When it comes to highway safety, Missouri is simply failing.
And failure simply shouldn't be an option.
Within the past decade, the state has received two unfavorable reports from safety advocacy groups focused on public policy and awareness. In 2017, Missouri received an "F" from the National Safety Council and an overall road safety ranking of 49 out of 51.
In its 2021 Roadmap Report, Advocates for Auto and Highway Safety labeled Missouri as one of the worst states in adopting optimal highway safety laws, pointing to poor laws related to seat belts, child passenger safety, teen driving requirements and distracted driving.
The Missouri Department of Transportation's strategic highway safety plan, dubbed Show Me Zero, cited a number of reasons why we are faring so poorly. The report emphasized the prevalence of risky behaviors, including excessive speeds, aggressive driving, distraction and impairment.
Along with choosing not to wear a seat belt, these factors account for more than three-fourths of traffic fatalities in Missouri, according to the report.
C'mon, Missourians, we can do better.
If asked, all of us would say we desire safer roads for ourselves and our families. Yet, when we get behind that wheel, we simply aren't doing our part to achieve that goal for our families and for others' families.
A presentation at Missouri's 2022 Highway Safety and Traffic Conference so beautifully demonstrated the disconnect we have when we are behind the wheel.
The presenter asked the audience: "Who had looked at their phone while driving or been a passenger in the car with a driver who looked at their phone in the last month?"
Almost every hand in the room was raised. The question was asked of a room full of first responders, law enforcement officers and administrative support staff who daily see the ravages of distracted driving.
"The story of distracted driving is the story of hypocrisy," said Joel Feldman, leading safety advocate. "Until we face our own hypocrisy, we're not going to change the numbers."
Feldman knows the cost of distracted driving. His daughter was crossing a street when she was hit by a 58-year-old man looking at his GPS instead of the road in 2009.
"There are two phases in my life," Feldman said. "Everything that happened before she was killed and everything after."
As we all know, every trip begins with the first mile.
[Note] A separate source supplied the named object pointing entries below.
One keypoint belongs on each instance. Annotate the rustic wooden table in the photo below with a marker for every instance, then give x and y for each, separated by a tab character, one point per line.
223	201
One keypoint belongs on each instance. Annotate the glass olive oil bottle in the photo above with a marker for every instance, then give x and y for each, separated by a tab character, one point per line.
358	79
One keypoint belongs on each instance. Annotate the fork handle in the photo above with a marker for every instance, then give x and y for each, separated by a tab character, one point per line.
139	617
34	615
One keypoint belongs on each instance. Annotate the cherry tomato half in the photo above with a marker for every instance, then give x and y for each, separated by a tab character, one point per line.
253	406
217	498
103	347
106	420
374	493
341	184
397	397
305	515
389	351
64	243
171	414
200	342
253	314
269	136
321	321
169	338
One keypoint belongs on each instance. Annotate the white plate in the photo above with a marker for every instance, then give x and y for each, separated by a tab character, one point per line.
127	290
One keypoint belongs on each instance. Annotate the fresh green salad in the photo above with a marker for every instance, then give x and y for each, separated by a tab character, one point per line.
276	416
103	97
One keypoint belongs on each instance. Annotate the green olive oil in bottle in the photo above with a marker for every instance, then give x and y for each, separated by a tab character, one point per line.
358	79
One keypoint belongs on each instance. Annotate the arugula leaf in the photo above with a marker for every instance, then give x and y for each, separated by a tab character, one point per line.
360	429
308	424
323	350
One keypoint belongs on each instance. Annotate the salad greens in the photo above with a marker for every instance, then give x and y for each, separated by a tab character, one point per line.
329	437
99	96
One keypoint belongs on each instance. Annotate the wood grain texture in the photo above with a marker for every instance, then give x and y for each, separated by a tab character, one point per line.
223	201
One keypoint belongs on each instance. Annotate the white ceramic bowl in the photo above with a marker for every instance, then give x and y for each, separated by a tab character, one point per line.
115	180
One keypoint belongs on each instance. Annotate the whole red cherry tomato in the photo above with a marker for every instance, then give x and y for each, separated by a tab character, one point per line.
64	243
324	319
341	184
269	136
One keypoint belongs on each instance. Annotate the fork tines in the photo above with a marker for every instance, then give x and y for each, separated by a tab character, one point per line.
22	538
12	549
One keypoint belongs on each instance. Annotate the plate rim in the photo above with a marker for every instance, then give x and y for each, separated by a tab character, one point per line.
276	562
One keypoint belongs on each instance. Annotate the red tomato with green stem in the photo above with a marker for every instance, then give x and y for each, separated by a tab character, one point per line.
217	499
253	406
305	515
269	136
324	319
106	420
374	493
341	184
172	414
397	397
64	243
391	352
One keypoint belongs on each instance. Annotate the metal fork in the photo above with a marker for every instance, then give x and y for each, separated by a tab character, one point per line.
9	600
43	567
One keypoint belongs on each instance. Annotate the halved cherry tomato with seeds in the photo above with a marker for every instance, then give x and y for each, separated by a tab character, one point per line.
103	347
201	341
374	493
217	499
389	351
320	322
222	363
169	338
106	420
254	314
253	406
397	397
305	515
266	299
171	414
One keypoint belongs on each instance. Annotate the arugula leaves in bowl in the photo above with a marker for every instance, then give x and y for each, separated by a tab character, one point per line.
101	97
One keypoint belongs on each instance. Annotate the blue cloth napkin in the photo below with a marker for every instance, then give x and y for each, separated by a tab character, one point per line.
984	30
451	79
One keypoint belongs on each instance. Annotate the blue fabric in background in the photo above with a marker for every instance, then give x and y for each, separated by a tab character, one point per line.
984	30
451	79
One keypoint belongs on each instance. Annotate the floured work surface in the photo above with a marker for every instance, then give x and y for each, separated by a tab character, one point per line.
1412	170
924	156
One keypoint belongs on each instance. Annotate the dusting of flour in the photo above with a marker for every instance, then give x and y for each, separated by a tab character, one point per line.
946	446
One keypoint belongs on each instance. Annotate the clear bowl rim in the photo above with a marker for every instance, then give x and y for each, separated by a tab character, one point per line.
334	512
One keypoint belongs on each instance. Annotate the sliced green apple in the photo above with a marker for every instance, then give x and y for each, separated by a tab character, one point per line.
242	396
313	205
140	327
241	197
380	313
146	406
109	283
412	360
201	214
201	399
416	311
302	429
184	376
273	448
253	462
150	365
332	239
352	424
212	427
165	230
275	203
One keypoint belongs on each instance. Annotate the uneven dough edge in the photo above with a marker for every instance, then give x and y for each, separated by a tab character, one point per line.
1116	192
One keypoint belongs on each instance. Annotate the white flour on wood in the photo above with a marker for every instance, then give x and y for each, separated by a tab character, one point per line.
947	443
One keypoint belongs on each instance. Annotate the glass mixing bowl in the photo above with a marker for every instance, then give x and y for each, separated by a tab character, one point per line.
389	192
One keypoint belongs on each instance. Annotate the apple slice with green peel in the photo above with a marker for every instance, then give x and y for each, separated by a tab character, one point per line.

So if Missouri is to start on the road to safer highways, let's start with a general ban on texting while driving.
While the Show-Me State does have a texting while driving ban for people under 21, Missouri is one of two states without a ban for everyone. The other state without a ban, Montana, has many municipal regulations across the state. But Missouri law prevents municipalities from doing so.
Every year, Missouri legislators introduce bills to prohibit driving while using cellphones unless using hands-free technology; this year saw nine. But legislative roadblocks have stymied them all, year after year.
"Everyone wants to protect their loved ones," Feldman said. "But there's so much we're able to do to justify the cognitive dissonance between our beliefs and our actions. But at the end of the day, every excuse has thousands of lives attached to it."
It's long-past time for us as drivers and legislators to fully understand and anticipate the potential costs of distracted driving: responsibility for the death or injury of oneself, a loved one or a stranger.
Put down the phone when driving and pass legislation to ensure that there are consequences if we don't.